The flu is also called seasonal influenza. It's caused by one of several strains of the flu virus (type A or B) that infect the nose, throat, and lungs. The flu makes life miserable for a week or two for many people. It's deadly for some. Flu season can start as early as October. It peaks anywhere from late December to early April.
This year you may have another important reason to get the flu shot: COVID-19. Experts suspect that those who get COVID-19 and the flu at the same time may be more likely to have severe complications or die from either illness. With COVID-19 circulating this year, it's very important that you prevent getting the flu by getting vaccinated.

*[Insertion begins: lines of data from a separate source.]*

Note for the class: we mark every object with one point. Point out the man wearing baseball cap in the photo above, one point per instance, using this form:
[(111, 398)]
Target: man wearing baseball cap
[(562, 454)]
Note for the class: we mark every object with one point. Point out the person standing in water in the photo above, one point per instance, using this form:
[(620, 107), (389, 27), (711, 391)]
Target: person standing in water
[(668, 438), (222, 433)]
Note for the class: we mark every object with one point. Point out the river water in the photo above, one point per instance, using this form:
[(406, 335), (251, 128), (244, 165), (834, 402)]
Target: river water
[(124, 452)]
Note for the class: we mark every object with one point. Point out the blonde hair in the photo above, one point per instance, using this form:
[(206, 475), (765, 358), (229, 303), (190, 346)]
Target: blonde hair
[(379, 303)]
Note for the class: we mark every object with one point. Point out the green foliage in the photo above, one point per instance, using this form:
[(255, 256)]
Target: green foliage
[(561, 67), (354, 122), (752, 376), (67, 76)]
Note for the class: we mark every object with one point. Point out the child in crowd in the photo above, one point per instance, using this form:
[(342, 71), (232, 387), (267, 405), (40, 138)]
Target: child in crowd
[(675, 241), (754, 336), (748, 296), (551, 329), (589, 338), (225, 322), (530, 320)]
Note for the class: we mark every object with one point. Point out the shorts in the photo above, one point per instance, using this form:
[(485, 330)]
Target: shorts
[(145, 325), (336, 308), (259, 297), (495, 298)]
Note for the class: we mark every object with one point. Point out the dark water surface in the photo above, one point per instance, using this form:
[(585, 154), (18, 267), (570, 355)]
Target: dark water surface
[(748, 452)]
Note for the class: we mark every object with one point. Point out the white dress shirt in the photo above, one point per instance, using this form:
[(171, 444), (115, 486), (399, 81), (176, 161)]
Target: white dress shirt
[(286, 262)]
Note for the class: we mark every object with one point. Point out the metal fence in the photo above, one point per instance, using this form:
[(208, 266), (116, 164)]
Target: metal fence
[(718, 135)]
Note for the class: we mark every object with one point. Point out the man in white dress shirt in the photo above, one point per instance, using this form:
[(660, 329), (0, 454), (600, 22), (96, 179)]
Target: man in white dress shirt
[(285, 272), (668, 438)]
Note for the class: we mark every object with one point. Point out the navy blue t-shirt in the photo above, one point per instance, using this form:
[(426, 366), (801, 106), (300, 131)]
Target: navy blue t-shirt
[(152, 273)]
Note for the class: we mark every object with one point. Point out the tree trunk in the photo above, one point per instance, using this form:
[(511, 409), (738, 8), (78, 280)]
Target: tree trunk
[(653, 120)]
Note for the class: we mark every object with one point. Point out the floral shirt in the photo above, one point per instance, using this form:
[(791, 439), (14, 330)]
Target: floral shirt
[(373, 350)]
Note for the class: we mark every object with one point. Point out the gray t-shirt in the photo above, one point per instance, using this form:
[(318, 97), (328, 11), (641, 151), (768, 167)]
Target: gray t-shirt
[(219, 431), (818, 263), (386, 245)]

The flu vaccine is usually given by shot, most often into a muscle in the arm. It's approved for most people older than 6 months of age. Children ages 6 months to 8 years who have never been vaccinated need 2 doses given 1 month apart. This is to build up protection. After the first flu season, your child will need only 1 dose for future flu seasons. A nasal spray is also an option for healthy, non-pregnant people 2 to 49 years old. A flu vaccine is especially important for people who are more likely to have problems if they get the flu. This includes
- Children younger than 5 years, and especially younger than 2 years
- People 65 years and older
- Those with long-term (chronic) health conditions or a weak immune system
- Anyone who lives in a nursing home or care facility
- Pregnant women and women who have had a baby in the last 2 weeks
- American Indians and Alaska Natives
- People with a body mass index of 40 or more
Even if you don't fall into one of the above groups, you should still get the vaccine if you want to prevent the flu.
Talk with your healthcare provider first
Some people shouldn't be vaccinated for the flu before talking with their healthcare provider, the CDC says. These are reasons to talk with your healthcare provider:
- You have a severe allergy to chicken eggs. This means more than itchy skin. An egg-free vaccine is available for people age 18 and older. You will be advised to get your flu shot in a medical setting where a healthcare provider can monitor you and give emergency care if needed for a severe reaction.
- You developed Guillain-Barré syndrome in the 6 weeks after getting a flu shot in the past.
- You currently have an illness with a fever. Wait until symptoms get better before getting the vaccine.
Children younger than 6 months of age should not be vaccinated against the flu. Flu vaccines haven't been approved for that age group.